To compute output, we superimpose each filter layer to the corresponding input layer, take a product, and then add up 27 numbers to one. The shift operation is similar to 2D convolution. You can image a 3-layered filter as a volume which to corresponding input volume and then shrunk to one element of output matrix (through multiplication and addition of 27 products).

## Multiple Filters

So far we have a discussion application of one filter for convolution operation. Let's say we want to detect N types of different edges in the input image. That would require us to have N filters and convolve them to input images. If we have two 3x3x3 filters and a 6x6x3 input, the convolution operation will give us two 4x4 output layers i.e. 4x4x2 volume.

$$ n \times n \times c * f \times f \times c = n-f+1 \times n-f+1 \times c $$

The idea of convolutions over volume is very powerful. This allows us to operate on RGB channels and at the same time detect multiple types of edges.

## One Layer of Convolutional Network

We have discussed the core concept of convolution operation and related techniques of padding, strides, and convolution over volume. Now let's see how we can put them together in one layer of the convolutional network.

Let's say we have 3D input (6x6x3) and are only interested in 2 types of features/edges. Consequently we decided to convolve input with two filters (3x3x3) i.e. convolution over volume. This would give us two 4x4 outputs. In a convolutional neural network, we will add bias to each of the two outputs and then put them through relu non-linearity function. The final two output (4x4) matrices when stacked up would give us an output volume (4x4x2).

If you remember, a typical layer of neural network has the following 2 operation (linear function and non-linear relu);

$$ z^{[1]} = w^{[1]}a^{[0]} + b^{[1]}$$

$$a^{1} = g(z^{[1]})$$

In convolutional network, $a{[0]}$ is 3D input matrix and the two filters are $w{[1]}$. The ouput volume we get after applying relu non-linearity is activation $a^{[1]}$.

This is how we go from $a^{[0]}$ (6x6x3) to $a^{[1]}$ (4x4x2). First we apply convolution operation to compute linear function ($z^{[1]}$) and then add biases to the output matrices and put them through relu non-linearity to get $a^{[1]}$.
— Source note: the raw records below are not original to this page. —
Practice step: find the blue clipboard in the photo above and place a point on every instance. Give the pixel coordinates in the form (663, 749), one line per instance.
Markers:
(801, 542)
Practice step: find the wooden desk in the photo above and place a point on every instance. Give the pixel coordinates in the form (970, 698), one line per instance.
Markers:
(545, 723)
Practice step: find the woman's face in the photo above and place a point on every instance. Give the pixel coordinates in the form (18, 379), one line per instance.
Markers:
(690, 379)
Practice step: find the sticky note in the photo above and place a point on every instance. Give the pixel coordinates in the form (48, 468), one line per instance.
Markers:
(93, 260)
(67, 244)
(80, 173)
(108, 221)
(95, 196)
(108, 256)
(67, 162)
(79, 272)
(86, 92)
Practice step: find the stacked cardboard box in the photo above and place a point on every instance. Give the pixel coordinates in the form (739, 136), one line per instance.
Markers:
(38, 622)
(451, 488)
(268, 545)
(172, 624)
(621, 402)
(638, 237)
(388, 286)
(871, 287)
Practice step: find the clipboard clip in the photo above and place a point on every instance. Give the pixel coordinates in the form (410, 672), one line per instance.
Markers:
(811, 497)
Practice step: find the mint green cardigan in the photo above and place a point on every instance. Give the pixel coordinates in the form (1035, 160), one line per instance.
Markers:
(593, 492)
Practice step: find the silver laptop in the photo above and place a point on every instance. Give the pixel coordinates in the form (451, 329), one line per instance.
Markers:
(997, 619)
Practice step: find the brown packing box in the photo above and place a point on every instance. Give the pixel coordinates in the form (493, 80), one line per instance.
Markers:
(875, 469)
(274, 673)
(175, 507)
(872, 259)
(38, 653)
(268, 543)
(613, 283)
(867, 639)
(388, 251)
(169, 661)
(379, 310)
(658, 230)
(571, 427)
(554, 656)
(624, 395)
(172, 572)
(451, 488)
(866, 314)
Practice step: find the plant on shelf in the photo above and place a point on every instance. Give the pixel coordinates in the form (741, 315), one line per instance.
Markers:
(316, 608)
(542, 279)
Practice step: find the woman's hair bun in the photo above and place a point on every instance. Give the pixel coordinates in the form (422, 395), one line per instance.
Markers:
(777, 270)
In this example, we have two filters in order to detect two features. In practice, we may have a much larger input matrix and hundreds of filters. As we add more filters we add, the depth of output volume will increase.

The filters and biases represent parameters of the layer of the convolutional network. For instance, if we have ten 3x3x3 filters the total number of parameters would be 280, where each filter contributes 28 (3x3x3 filter values + 1 bias) parameters. It is important to note that even if the size of the input image increases the number of parameters will not change. This makes convolutional neural networks less prone over-fitting.